Both thyroid cancer and adverse kidney and liver effects represent some of the human consequences associated to PFAS exposure. Developmental disorders, endocrine system impacts, increased cholesterol and immune systems effects embody other ways PFAS can negatively influence human health. 

“There is the possibility that (my daughter’s cancer) may have metastasized and gone to other organs. If that is the case my 32-year-old daughter will be facing almost certain death,” Miller told Kaul and the audience gathered at the REC Center. “There is no reason for this, something is wrong and I would recommend an epidemiological study.”

Joan Campbell stepped up to the microphone next. She imparted a similarly disturbing story regarding the health effects that may be related to PFAS exposure. 

For 39 years, the drinking water consumed by Campbell and her husband originated from a private well in the area of Shore Drive in Marinette – located within the contamination plume. According to Campbell, one of the creeks running through their property has measured PFAS levels of up to 100 ppt (above the HAL). 

A few years before the JCI/Tyco informed the City of Marinette residents of potential contamination from the training facility, several of Campbell’s direct neighbors died of cancer.

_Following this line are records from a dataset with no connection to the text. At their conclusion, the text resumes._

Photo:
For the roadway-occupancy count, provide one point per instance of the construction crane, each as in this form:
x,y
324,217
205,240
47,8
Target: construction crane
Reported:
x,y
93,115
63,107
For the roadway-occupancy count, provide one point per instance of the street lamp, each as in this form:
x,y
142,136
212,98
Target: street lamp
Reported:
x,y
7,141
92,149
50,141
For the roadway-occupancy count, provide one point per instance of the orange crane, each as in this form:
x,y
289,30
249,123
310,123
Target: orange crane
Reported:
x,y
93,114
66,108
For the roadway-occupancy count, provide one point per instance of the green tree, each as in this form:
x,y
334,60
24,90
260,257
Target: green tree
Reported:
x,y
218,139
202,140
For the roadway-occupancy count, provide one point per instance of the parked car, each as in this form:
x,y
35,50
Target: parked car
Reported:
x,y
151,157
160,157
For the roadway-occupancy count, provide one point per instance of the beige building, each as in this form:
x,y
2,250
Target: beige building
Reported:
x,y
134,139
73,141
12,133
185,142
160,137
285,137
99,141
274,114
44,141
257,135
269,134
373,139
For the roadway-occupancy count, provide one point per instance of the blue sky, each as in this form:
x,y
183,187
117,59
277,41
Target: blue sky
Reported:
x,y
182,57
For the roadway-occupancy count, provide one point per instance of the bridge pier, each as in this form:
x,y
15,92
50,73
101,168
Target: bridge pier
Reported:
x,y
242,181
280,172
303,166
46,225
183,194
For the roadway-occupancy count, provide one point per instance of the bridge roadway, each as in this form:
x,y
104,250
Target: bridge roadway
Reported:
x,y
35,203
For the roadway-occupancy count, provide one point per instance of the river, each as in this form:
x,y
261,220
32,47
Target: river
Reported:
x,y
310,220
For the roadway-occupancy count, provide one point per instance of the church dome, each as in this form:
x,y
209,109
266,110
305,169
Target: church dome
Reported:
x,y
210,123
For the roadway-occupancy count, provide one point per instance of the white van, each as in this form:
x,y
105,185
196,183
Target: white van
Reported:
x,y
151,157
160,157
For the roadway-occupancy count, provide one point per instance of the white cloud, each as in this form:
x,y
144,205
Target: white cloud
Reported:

More recently, she and another one of her neighbors have both been diagnosed with cancer. 

While she avoided linking her illness, or her neighbor’s, directly to PFAS, Campbell focused her frustrations keenly on the parties she felt carried the greatest responsibility for PFAS seepage into the Marinette area.  

“Tyco has poisoned our ground and our water with their foam containing PFAS,” Campbell said. “We have all suffered from the profits of Tyco.”

Many other stories preceded – and followed – Miller’s and Campbell’s, and each one gave Wisconsin state officials attending the meeting information and a story of their own to carry back to their departments. 

AG’S TAKEAWAY

“PFAS is an issue that has an impact here (in Marinette) that has been severe, but it is not just here, it has had impacts in a lot of communities,” Kaul told attendees. “And working to address that issue comprehensively is something that is an ongoing process and something that we are very serious about.”

Following the first information session, the EagleHerald inquired to Kaul about the takeaway impressed upon him as he listened to the Marinette public speak. 

“Hearing from folks about exactly how they have been impacted by this, and how significant the impact has been on people is, I think, the biggest takeaway,” Kaul said. “One of the things that I think was very clear from what we heard was that the PFAS contamination has caused a lot of anxiety among people, and concern about whether PFAS has impacted their health and the health of their families, their friends and their neighbors.”